The Canadian oil-producing province of Alberta on Thursday estimated its 2021/22 budget deficit will shrink to C$18.2 billion ($14.5 billion), as its economy starts to recover from the damage caused by the coronavirus pandemic.
Alberta's 2020/21 deficit stood at C$20.2 billion, compared with a C$24.2 billion deficit projected in August, as recovering crude oil prices help the province narrow its deficit.
Still, the deficit is larger than the historical trend, reflecting the impact of pandemic spending.
Finance minister Travis Toews said Alberta will set aside C$1.25 billion in contingency funding to fight COVID-19. The province also plans to invest nearly C$21 billion over three years in construction projects to create new jobs and support economic recovery.

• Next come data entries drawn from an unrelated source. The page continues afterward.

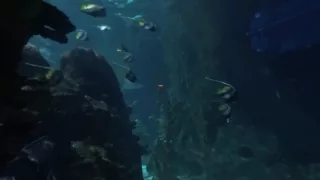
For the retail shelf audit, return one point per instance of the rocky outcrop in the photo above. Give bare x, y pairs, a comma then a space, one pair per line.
81, 108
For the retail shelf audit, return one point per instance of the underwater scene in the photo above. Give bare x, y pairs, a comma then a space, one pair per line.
160, 90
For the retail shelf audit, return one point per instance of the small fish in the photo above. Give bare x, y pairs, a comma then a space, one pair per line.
94, 10
104, 27
128, 85
50, 74
82, 35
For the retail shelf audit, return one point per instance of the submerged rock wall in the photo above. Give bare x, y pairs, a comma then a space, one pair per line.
82, 110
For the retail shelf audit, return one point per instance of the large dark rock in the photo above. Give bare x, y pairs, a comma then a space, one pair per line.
95, 75
89, 113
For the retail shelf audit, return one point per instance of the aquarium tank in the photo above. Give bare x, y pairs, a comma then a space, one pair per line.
160, 90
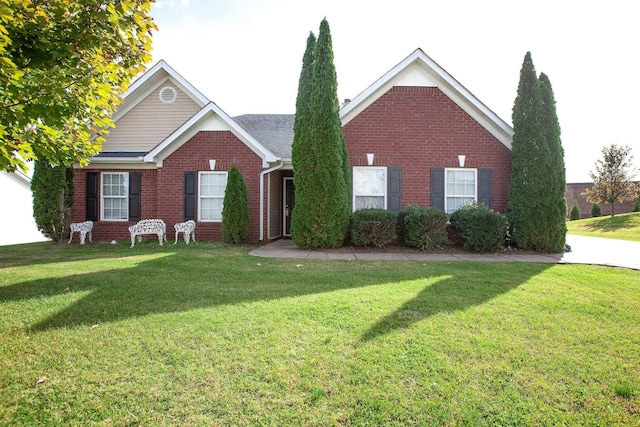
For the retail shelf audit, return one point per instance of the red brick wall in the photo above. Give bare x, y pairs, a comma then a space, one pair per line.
418, 128
162, 190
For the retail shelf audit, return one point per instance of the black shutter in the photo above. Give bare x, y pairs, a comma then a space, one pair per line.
437, 188
394, 189
189, 196
485, 187
134, 196
92, 196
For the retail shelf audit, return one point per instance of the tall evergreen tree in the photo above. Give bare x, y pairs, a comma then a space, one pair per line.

"Budget 2021 will provide funding ... to ensure Albertans have a competitive edge, as economies reopen, growth restarts and opportunities reappear," Toews said in his budget address.
Alberta is the centre of Canada's fossil fuel industry, and oil and gas revenues generate much of the province's economic activity and revenues. The energy industry was battered last year by a collapse in global fuel demand due to COVID-19, although commodity prices are picking up as vaccines are rolled out globally.
Alberta said its financial exposure from an investment in TC Energy's (TRP.TO) Keystone XL pipeline, which would have shipped to the U.S. but had its permit revoked by President Joe Biden, was C$1.3 billion. The government said if the project does not proceed it will seek to recoup the funds.
Toews said Alberta's real gross domestic product would grow 4.8% in 2020, having contracted 7.8% last year.
The United Conservative Party government expects the provincial economy to reach pre-pandemic levels by 2022 and said the deficit will shrink to C$11 billion in 2022/23 and C$8 billion in 2023/24.
Revenue for the 2021/22 fiscal year is estimated at C$43.7 billion, up from $42.3 billion in 2020/21. Total spending is expected to be down slightly at C$61.9 billion, from C$62.5 billion in the previous fiscal year.
Alberta forecast U.S. crude prices to average $46 per barrel in 2021/22.